Aeration includes penetrating the soil with small holes to enable air, h2O, and nutrients to enter the grassroots, helping the roots grow deeply and creating a better and more robust lawn.
Grass being deprived of its fundamental needs by compacted soil, lawn grasses struggle in stressful situations, such as heat and low rainfall, and lose their full and rich color. Grasses gradually thin and eventually die out altogether for lack of the oxygen, h2O, and nutrients available just inches away. Even a single aeration session can open the avenue for these essentials to reach their mark and put your grass back on an uphill course.
What Aerate Can Do For You
Aerate can help make your yard healthier by decreasing its maintenance conditions through these means:
· Enhanced air exchange between the soil and atmosphere
· Improved soil water uptake
· Increased fertilizer uptake & use
· Condensed water runoff and puddling
· Stronger turfgrass roots
· Diminished soil compaction
· Enhanced heat and drought stress tolerance
· Developed resiliency and cushioning
· Intensified thatch breakdown
Overseeding produces a thicker lawn which reduces or eliminates competition from weedy grasses, such as crabgrass, and other weeds. Over time, the grass gets old furthermore necessitating the need to be restored. Worn-out lawns invite weeds. Overseeding is a fast, economical way to help bring your lawn back to its lush, green self without tearing everything out and starting over.
Providing a cool-season grass into an existing warm-season grass yard will present color and rapid growth during the cold-weather-related dormant period of the warm-season grass. Seed determination should be based on the classes and varieties of cool-season grass that will establish quickly and then transition out easily when temperatures surge.
If a full complete carpet of lawn is what you’re after, overseeding can do this too. A well-timed serving of seeds and the right amount of water will transform a thinning lawn into a plush stretch of green. The blades of grass can no longer be counted but instead, flow together to form a flourishing surface. It rapidly grows into a more long-lasting, withstanding foot traffic, holding up to natural weathering and environmental stress.
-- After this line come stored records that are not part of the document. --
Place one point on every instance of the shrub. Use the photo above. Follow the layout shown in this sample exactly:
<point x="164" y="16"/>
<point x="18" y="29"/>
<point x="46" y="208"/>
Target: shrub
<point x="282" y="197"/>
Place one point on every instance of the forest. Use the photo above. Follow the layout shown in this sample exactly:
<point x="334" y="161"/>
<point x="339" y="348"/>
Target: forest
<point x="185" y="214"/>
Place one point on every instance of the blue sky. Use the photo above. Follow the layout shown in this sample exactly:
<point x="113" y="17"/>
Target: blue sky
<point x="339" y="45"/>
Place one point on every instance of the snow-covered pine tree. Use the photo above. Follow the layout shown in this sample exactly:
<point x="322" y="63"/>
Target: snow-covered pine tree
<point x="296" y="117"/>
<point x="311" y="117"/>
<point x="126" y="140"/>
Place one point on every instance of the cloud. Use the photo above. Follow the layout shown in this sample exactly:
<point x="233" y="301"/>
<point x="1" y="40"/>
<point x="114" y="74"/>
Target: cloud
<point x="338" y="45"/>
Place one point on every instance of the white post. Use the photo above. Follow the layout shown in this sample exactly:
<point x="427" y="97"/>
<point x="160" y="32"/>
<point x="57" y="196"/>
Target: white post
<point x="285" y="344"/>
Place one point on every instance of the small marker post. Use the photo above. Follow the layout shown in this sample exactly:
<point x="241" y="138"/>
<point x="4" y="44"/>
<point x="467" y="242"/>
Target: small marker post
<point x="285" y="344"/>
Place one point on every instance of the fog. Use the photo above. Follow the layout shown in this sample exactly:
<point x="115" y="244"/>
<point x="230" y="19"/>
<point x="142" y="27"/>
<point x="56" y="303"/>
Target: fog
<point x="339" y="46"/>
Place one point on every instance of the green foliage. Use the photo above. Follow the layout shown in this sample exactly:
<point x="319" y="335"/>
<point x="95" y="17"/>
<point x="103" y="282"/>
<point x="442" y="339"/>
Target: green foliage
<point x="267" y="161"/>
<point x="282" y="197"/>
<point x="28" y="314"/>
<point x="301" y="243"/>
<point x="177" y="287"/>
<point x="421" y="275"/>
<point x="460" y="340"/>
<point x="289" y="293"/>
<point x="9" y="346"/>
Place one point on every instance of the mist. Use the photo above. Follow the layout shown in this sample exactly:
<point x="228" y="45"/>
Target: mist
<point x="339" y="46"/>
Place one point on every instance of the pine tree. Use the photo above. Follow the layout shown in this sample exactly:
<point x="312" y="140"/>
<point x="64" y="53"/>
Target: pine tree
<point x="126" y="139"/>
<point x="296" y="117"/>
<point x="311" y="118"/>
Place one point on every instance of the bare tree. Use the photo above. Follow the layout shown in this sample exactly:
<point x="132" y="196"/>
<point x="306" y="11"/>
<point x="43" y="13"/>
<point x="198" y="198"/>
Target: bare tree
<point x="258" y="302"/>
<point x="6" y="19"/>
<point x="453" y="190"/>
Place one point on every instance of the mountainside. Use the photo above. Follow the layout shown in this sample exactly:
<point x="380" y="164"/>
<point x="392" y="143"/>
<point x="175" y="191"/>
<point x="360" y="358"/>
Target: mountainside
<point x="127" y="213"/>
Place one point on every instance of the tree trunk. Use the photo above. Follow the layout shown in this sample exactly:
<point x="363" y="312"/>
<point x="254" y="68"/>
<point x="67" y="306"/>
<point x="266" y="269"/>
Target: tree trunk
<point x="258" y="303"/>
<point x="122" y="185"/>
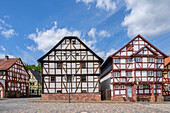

The most suitable time to overseed your lawn is in late summer to early fall. In the fall season, the soil is warm enough to support germination, while the temperatures aren’t too intense for the delicate new grass to develop before winter sets. Soil precipitation required for germination is more beneficial as well. Spring is an alternate time if not completed in fall but do as early as feasible to allow seedlings enough time to establish before the summer heat begins.